Being a good self-advocate is something many of us struggle with. We might feel—or be told—that we’re being pushy or not showing humility. We might not know how to articulate our goals or even who to tell. Speaking up for ourselves effectively is a skill like any other, and it requires confidence and practice.
The conversation that Lauren and I led at the Capital One House coincided with recent growth in my career. Professionally, I started a new role as President of Capital One Canada last year after leading several organizations within Capital One’s U.S. credit card business. While my skills, past results, and leadership all helped me get to this place, a key element to my success that anyone can adopt is (you guessed it): self-advocacy.
So how did I do it? A few years ago, I started planting the seeds with my managers and sponsors that I wanted to take on a role like the one I have now. I identified my goals, clearly articulated the value that I brought to the table and made sure that the leaders who could help make it happen knew my intention. Usually, the individuals who can be impacted the most aren’t in the room when new opportunities are being discussed. That’s why you have to figure out who will be a part of those conversations so that when they happen, the decision makers already know who you are and what you can contribute. Sometimes, even when your goals are defined, it can be intimidating or overwhelming to take that next step to achieve them. Advocating for yourself, early and often, will not only build your own confidence but help your mentors and sponsors reinforce that confidence when you need it most.
I have had smart, confident people—women and men—come to me for career advice. Sometimes when they shared their goals, they coupled it with an apologetic tone for having high ambitions. Why should anyone apologize about knowing their value and what they are capable of? Bias plays a role in that feeling, especially for women and people of color. The same traits that earn respect for others often garner negative reactions for us, and we sometimes adjust our behavior accordingly. I’ve coached women and men from all backgrounds to not only be ambitious but to own that ambition when they are willing to put in the hard work to achieve their goals. Humility and knowing your worth aren’t mutually exclusive. If you’re in an environment that doesn’t appreciate that, it might be time for you to find one that does.

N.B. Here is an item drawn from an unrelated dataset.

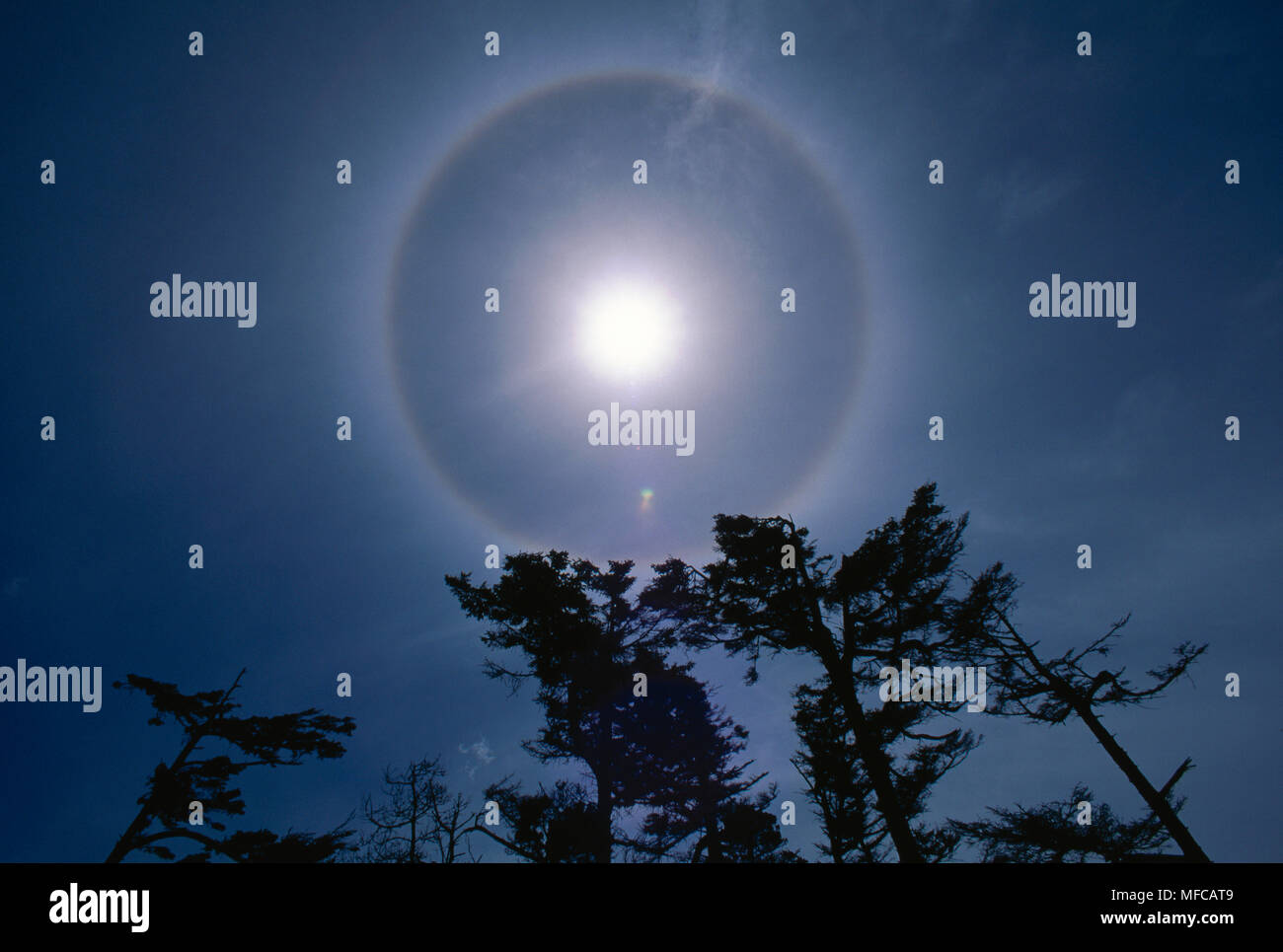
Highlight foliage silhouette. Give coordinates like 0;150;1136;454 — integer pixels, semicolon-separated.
107;670;356;862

When I talk about self-advocacy, I’m reminded that I still have work to do in my own professional development. Regardless of level, each of us has the chance every day to improve. Being a good self-advocate is an art, and it takes constant effort if you want to continue to grow. As leaders, it’s especially important for us to keep in mind. We aren’t just advocating for ourselves, we’re modeling that behavior for our teams.
While there are many factors that will contribute to your success, remember that your own voice is one of your most powerful assets. Use it to share your goals and help make them reality.